I am a Nursing Student in The Houston area,

I keep hearing all of these terrible things and it really gets me down. Have we all forgotten why we chose to become Nurses? Was it the pay? Or was it the Compassion we all share? Granted I know that patients arent always easy to deal with ( Let alone the family) but are we not there to make this transistion from sick to well, or from sick to death....more comfortable? I hope that I have this feeling when I get out of my clinicals and into the "real World" but I ask you....is it REALLY that bad?:confused:

Originally posted by RN2B4ABBY

This is very interesting but I am not running! I have read many horror stories about working conditions, staff members, nurse co-workers...but I am still not going anywhere. Nursing schools may be full, employers may choose to ignore what their nurses need and just re-fresh when ones burn out and leave and there may be a moderately high job dissatisfaction rate. When I think of being a nurse I get a feeling in the pit of my stomach that tells me I belong there. I am not going into this field because of pay, benefits or for what other people will think of me. I am going into this field because I want to make a difference. When employers don't care about their nurses they don't care about their patients. Well I care! If I make a patient smile and feel better then I can be satisfied. If my being there helps out at least one other nurse with the workload and stress then I will sleep that night. It is going to be tough and grueling and I will cry more than once and question what I am doing. I know there is so much out there that I can't even possibly imagine right now... but I know I belong there so bring it on!

I agree.........

Hbscott, I think it is unfair for you to say we should run from nursing because YOU feel nursing students soon to be RNs will be dissatisfied with our chosen fields. Insted of being discouraging to the "newbies", why dont you take a proactive stand and encourage us to make things better. I refuse to be "scared" of surveys and biased opinions regarding MY future goals. So lets say you accomplish your "goal" of convincing us to persue alternate careers, WHO is going to take care of YOU when its your turn to be a patient?Right, thats what I thought..........

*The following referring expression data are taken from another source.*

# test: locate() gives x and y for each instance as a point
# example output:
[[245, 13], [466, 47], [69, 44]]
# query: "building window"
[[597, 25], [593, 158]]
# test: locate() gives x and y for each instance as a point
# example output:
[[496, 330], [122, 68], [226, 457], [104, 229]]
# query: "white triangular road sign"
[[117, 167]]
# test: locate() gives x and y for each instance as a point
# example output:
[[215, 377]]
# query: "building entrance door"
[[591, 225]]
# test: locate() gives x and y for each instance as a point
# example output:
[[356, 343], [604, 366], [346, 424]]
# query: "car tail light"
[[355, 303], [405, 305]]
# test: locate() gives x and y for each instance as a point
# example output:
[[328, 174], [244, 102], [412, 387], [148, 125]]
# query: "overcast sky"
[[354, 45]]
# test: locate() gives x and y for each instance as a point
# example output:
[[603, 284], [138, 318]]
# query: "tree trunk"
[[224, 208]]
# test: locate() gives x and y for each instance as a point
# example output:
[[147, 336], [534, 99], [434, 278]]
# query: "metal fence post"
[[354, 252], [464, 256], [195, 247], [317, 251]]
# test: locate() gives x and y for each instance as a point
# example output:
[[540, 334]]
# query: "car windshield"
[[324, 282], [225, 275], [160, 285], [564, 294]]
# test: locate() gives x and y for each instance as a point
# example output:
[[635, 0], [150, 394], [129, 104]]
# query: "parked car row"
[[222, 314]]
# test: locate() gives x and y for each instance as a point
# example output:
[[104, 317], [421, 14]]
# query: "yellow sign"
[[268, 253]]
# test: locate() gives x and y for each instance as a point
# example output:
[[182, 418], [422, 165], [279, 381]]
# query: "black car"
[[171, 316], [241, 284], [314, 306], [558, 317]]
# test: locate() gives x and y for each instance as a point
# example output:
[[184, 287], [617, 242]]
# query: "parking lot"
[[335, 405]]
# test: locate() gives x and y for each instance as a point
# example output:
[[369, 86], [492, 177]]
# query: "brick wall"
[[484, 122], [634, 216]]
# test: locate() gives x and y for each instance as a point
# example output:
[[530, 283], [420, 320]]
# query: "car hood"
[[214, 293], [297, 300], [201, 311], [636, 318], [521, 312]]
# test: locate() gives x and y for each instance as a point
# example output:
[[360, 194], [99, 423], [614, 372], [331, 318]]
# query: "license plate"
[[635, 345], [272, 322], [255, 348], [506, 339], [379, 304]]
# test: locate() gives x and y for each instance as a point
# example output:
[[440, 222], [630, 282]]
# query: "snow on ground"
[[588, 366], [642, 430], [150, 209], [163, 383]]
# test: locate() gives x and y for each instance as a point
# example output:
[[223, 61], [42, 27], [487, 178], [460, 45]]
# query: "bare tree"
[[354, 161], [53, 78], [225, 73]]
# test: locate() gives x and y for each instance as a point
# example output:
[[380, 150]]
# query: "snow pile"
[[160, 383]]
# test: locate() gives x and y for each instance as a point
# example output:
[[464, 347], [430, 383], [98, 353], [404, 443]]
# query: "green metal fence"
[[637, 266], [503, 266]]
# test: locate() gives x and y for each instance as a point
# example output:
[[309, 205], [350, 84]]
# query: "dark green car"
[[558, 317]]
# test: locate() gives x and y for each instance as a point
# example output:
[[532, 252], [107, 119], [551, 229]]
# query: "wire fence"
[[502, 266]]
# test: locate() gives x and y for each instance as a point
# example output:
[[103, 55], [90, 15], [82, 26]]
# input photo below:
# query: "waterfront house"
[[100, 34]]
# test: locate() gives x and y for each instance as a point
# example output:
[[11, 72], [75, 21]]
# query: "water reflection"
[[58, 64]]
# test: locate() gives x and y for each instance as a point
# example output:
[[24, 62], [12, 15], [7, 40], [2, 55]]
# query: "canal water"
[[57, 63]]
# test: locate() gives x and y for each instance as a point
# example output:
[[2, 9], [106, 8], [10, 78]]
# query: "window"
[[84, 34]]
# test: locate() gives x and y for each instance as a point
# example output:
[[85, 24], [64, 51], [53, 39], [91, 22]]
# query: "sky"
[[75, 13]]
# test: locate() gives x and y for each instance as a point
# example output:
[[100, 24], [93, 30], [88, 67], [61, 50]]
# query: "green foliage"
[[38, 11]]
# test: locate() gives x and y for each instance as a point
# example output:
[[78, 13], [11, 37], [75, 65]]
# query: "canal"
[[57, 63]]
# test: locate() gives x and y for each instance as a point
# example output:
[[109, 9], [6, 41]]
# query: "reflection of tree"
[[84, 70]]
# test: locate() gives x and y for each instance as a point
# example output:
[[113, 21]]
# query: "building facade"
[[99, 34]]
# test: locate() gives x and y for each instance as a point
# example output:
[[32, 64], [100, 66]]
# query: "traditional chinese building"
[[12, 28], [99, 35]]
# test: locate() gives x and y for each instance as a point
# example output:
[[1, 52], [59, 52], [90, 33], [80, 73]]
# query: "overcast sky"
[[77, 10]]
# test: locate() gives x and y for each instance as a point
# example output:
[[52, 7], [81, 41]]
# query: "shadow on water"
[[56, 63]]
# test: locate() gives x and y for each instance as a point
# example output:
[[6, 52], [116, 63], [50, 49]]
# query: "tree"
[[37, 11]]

Originally posted by leobaby23

I am a Nursing Student in The Houston area,

but I ask you....is it REALLY that bad?:confused:

Dont let negativity and peoples opinions sway you.....I am a nursing student and WILL graduate May 15. I KNOW this is what I want to do for the rest of my life....If you feel the same way, just keep on pushing ahead. We can make a difference together;)

Being around sick people all day can't be the same as working in, let's say, a chocolate factory. The smells alone might account for the difference. :chuckle

But seriously, I'm not sure the two surveys are comparable. One was conducted by the Health Department (70 percent on nurses), the other was done by a Chicago think tank (85-90 percent for everybody else). If I'm reading this right, the surveys may have occured in different time periods with different methodologies, etc.

85-90 percent job satisfaction strikes me as a little high. Do you have friends who are that happy with their non-nursing jobs? I don't.

I'm actually encouraged by the numbers. Considering everything I've read on this board, I actually thought it would be a lot worse. If 70 percent of the nurses are happy, I'll gamble on that.;)

I've talked to several nurses in my area since I've been in school, and all of them seem to love what they do. Many are working in LTC or a part of a hospital they dont' wish to be in, so are working towards certain specialties, but none of them hate nursing. Most of them were factory workers, waitresses or housewives before going into nursing, so maybe that has something to do with it.